As Comet Ison edges closer to the sun and potential death, IBTimes UK finds out the significance of the "Comet of the Century" and what secrets it will reveal about the solar system.
Ison will reach perihelion - the point where it is closest to the sun - on 28 November. It will either be torn apart or will be catapulted round for its return journey past Earth.
At present, it is travelling at almost 3 million mph and is 10 million miles from the sun. Astronomer Stephen Lowry told IBTimes UK that latest reports appear to show Ison breaking up and that it will not survive its close encounter with the sun.
However, whatever its fate, Ison should provide scientists with details about the solar system and its formation.
Natalie Starkey, postdoctoral research associate in planetary and space sciences at the Open University, will analyse particles of the comet to find out more about its history.
"My research looks at trying to understand the early solar system," Starkey said.
"Comets are the building blocks of the early solar system. They were the very earliest dust and ice from 4.6 billion years ago that was contained out in the outer solar system and formed into these comets.
"Comets are great because they're icy so they've essentially preserved all this very early dust and ice out in the outer solar system away from the sun - it's kind of the deep freeze of the solar system."

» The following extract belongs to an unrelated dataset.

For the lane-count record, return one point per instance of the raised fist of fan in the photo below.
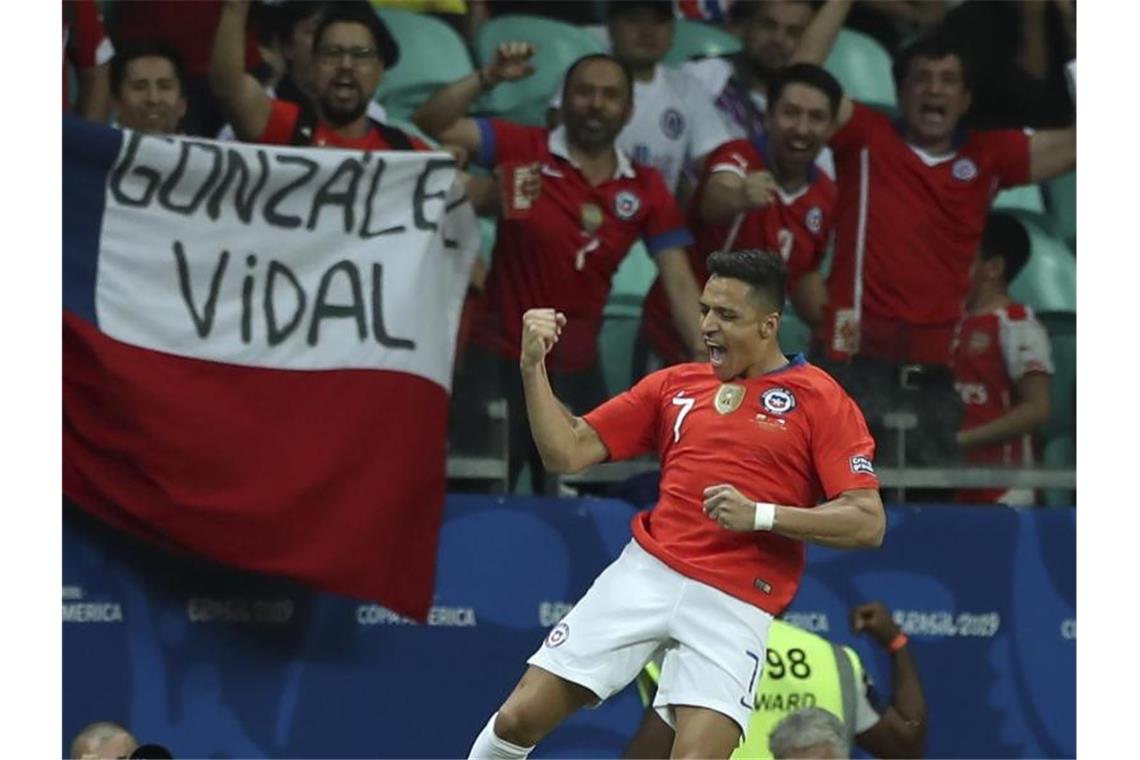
(759, 189)
(511, 63)
(540, 331)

Starkey said that we cannot send spacecrafts to the Oort Cloud, where Ison is believed to have come from, because it is too far, so scientists have to wait for one to enter the inner solar system.
"When we get one of these comets in it's exciting because it's like a time travel capsule coming in from the outer solar system and we can sample something that is carrying the oldest material in our solar system."
Sarkey said she will look to analyse the comet's isotopes - the basic forms of the different elements - to understand more about its origins. She said recent research into comets has shown they are more complicated than first believed.
"Some of them contain little pieces of dust that form in the inner solar system which shouldn't be the case on our previous models of how everything formed - so they're telling us a lot more and revealing a lot about how our solar system formed. Comets might have delivered organic material to Earth about three billion years ago. We think they could have brought water, because we don't know where all the water on Earth came from and we don't know where life started."
Speaking about what she hopes to find out from Ison, Starkey said: "We think Ison is entering the solar system for the first time and that is probably the case but if we measure little pieces of it we can build up a better picture of it.
"We can also look at the isotopes of the water... to tell us a lot about where the comet formed. We're building a picture of how everything started and what composition we started with, because we still don't actually know. Ison can give a little snapshot."
The importance of Ison to those analysing its particles is that it will be only the second sample from an identified comet.
"The rest of the time we just have to deal with samples that come raining down," Starkey said, adding that around 40,000 tonnes of dust falls on Earth every year.
Speaking about what she expects from Ison's particles, Starkey said she believes it will have characteristics found in other comets, but that it may throw up a few surprises.
"The chances are it will give us some crazy number that we're not expecting because that is how science works most of the time. And if we find something opposite to what we're expecting, often that is more interesting as there is more to talk about and leads to different models about how everything formed."
If Ison makes it around the Sun and escapes a fiery death, it should produce two meteor showers - one from when it passed Earth on its way to the Sun and another on the way back. "It's unprecedented that we would get two meteor showers at the same time on different sides of the Earth, so that's something to look out for. If Ison doesn't make it, we should still definitely get one."
The particles from the meteor shower or showers will be collected by Nasa using a research version of the U2 spy plane. Starkey revealed that "they've got a research version of the U2 spy plane called the ER2 and this is what Nasa uses. It flies really high in the sky - about 25km - and it has little sticky pads on the bottom of the wings. They open up these little pods with the sticky pads when they're very high up and fly around for hours and wait for the particles to rain down.
"They then fly back down and there's an extremely clean lab over in Huston and they pick the particles off the sticky pads."
Commenting on Ison's fate, she added: "It is very close to the Sun now. At this stage it's got all the Sun's gravity exerting forces on it and it's getting extremely hot. It's quite a small comet, so it has a chance of breaking up. Tomorrow and the next day will be the moment of truth, but I really hope it does survive.
"This is a rare event and so I would urge people - if it survives - to try to have a look for it because it isn't something that happens very often."